自民党の派閥による裏金事件が表面化してから、初の国政選挙を迎えた。衆院東京15区、島根1区、長崎3区の3選挙区の補欠選挙が28日、投開票が行われた。逆風下の自民党は東京15区と長崎3区で候補を見送り、不戦敗が確定していた。
東京15区補選は、公職選挙法違反で有罪が確定した柿沢未途・前法務副大臣の議員辞職に伴うもので、9人が出馬するなど乱立・混戦の様相を呈している。立憲民主党は前江東区議の酒井菜摘氏、日本維新の会は元会社員の金沢結衣氏を擁立、国民民主党と政治団体「ファーストの会」が、無所属で出馬した作家の乙武洋匡氏を推薦した。また、国政選挙で初陣となる日本保守党の新人で大学客員教授の飯山陽氏が出馬した。このほかに、参政党の新人で吉川里奈氏、無所属で元職の秋元司氏、無所属で元参院議員の須藤元気氏、諸派で新人の根本良輔氏、諸派で新人の福永活也氏が立候補している。
唯一の与野党対決となった島根1区補選は、自民党の細田博之前衆院議長の死去に伴い実施される。自民党新人で元財務官僚の錦織功政氏と立憲民主党で元衆院議員の亀井亜紀子氏による一騎打ちの構図となった。27日には岸田総理と立憲民主党の泉代表が現地入りするなど総力戦となり、双方が最後の訴えを行った。
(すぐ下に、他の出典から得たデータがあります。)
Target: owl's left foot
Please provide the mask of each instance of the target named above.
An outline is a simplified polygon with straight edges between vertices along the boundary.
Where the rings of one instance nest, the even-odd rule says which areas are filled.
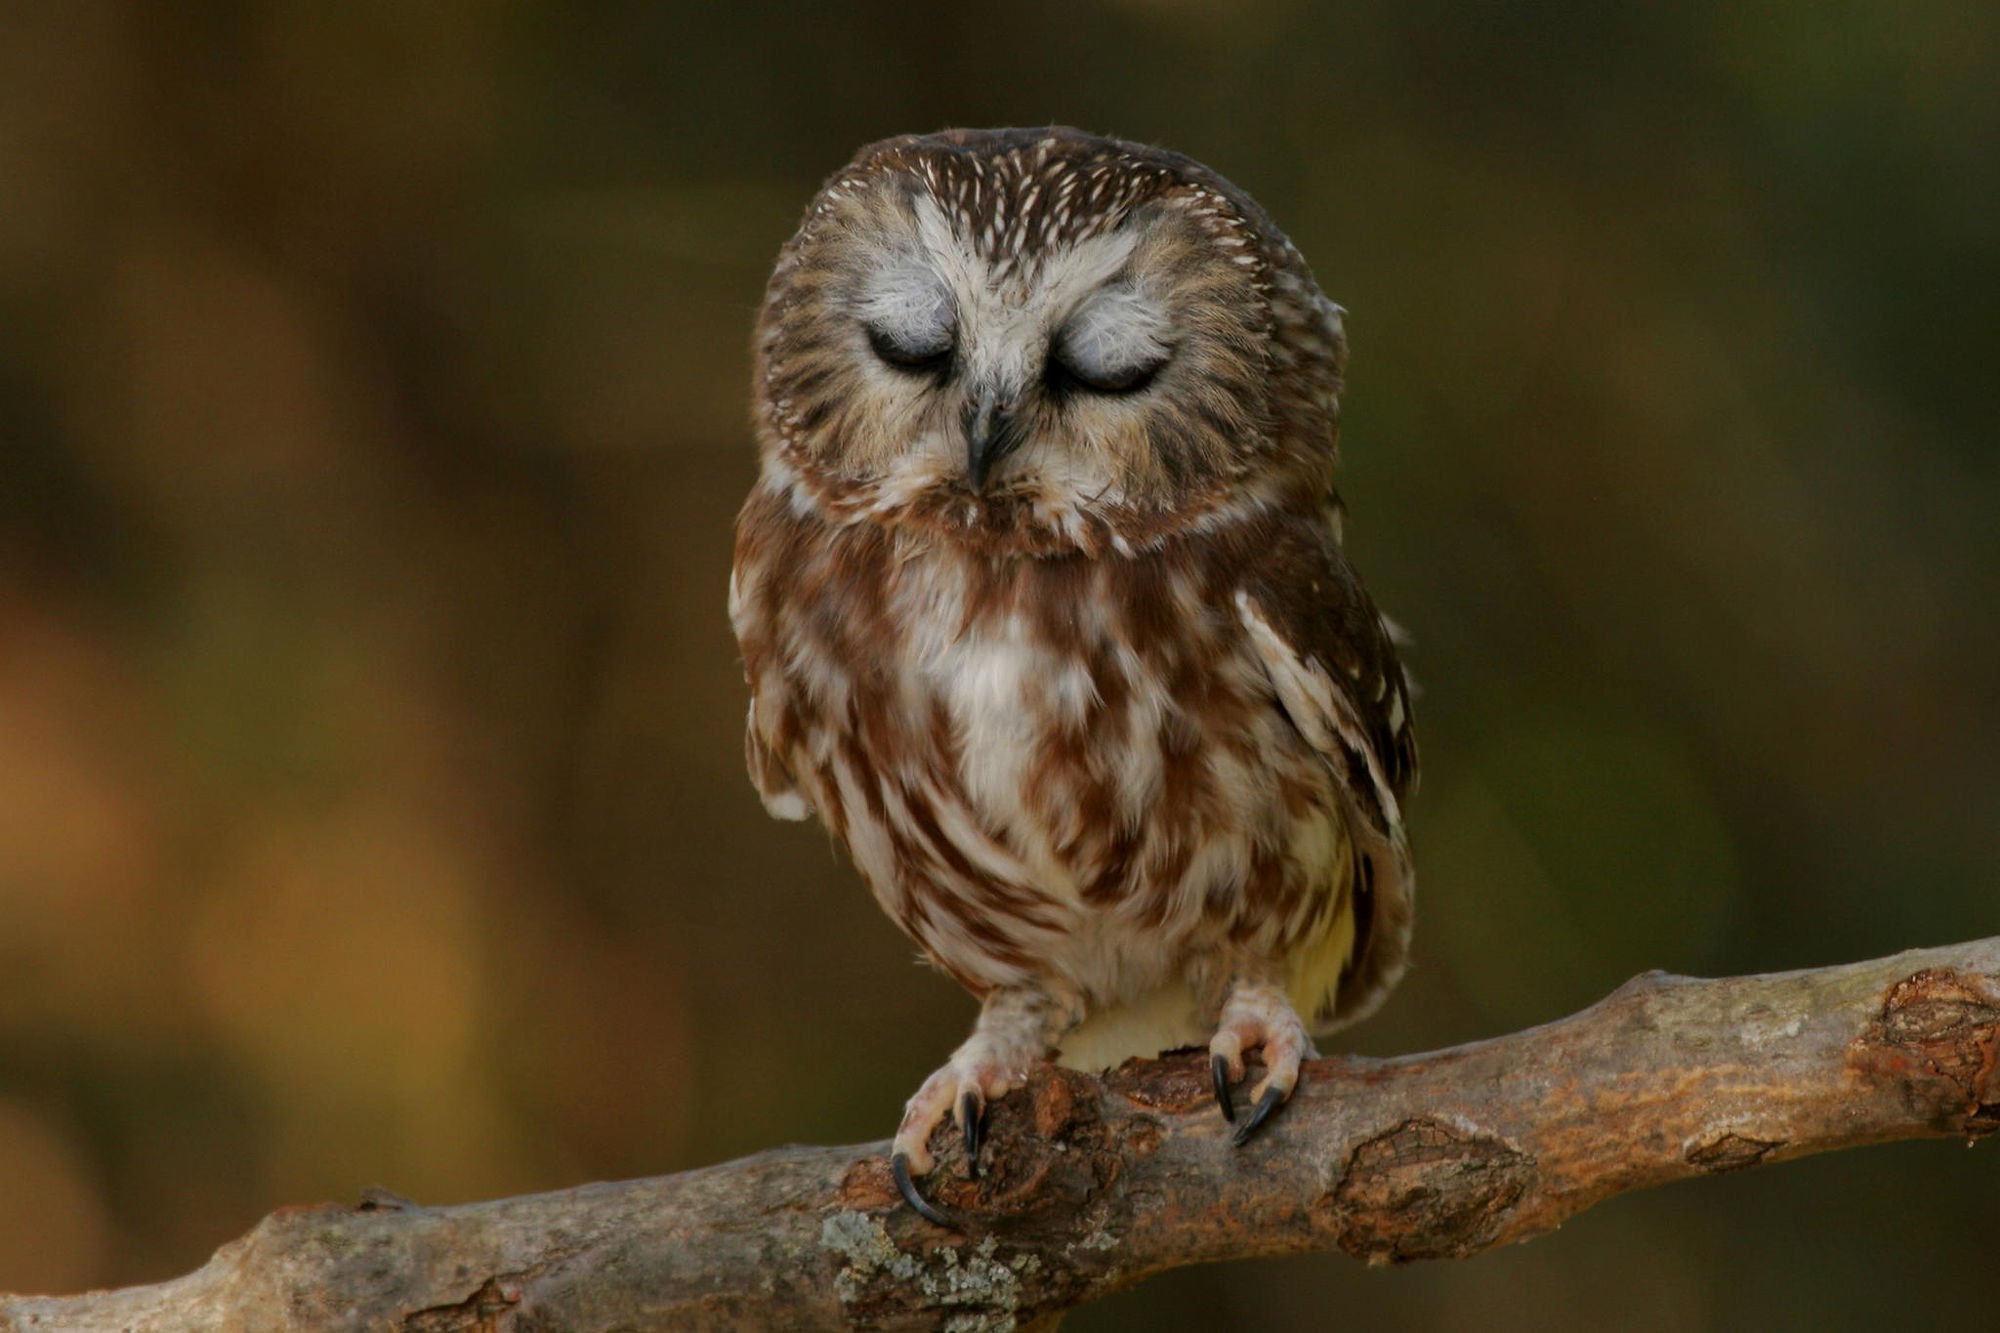
[[[1264,1077],[1252,1090],[1250,1114],[1238,1122],[1229,1089],[1243,1077],[1243,1053],[1253,1047],[1263,1050]],[[1216,1105],[1222,1108],[1222,1118],[1236,1125],[1239,1145],[1291,1098],[1299,1084],[1299,1066],[1319,1054],[1292,1002],[1268,982],[1238,982],[1230,989],[1208,1053]]]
政治資金規正法違反事件で有罪が確定し、既に自民党を離党した谷川弥一氏の議員辞職を受けて行われる長崎3区は、立民の前衆院議員の山田勝彦氏と、維新の新人で学習塾経営の井上翔一朗氏による野党候補同士の争いとなったが、山田氏が選挙戦を制した。
岸田総理の側近として知られる自民党の木原誠二・幹事長代理は25日、党内の会合で、「今、自民党は非常に厳しい状況だ。政権交代が起こってもおかしくない状況にあると思う。仮に、(政権交代が)あっても、日本の政治は霞が関しっかりしているし、安定している」と述べた。裏金事件を端緒に、党勢が低迷する党の現状に危機感を示した。これに対して、立憲民主党の泉代表は26日、「これはいわゆる政権交代注意報みたいなものを自民党側から出して、まず自分たちの陣営を引き締める。そして、国民に何となく存在する政権交代の不安みたいなものを呼び起こさせるためではないか」と語った。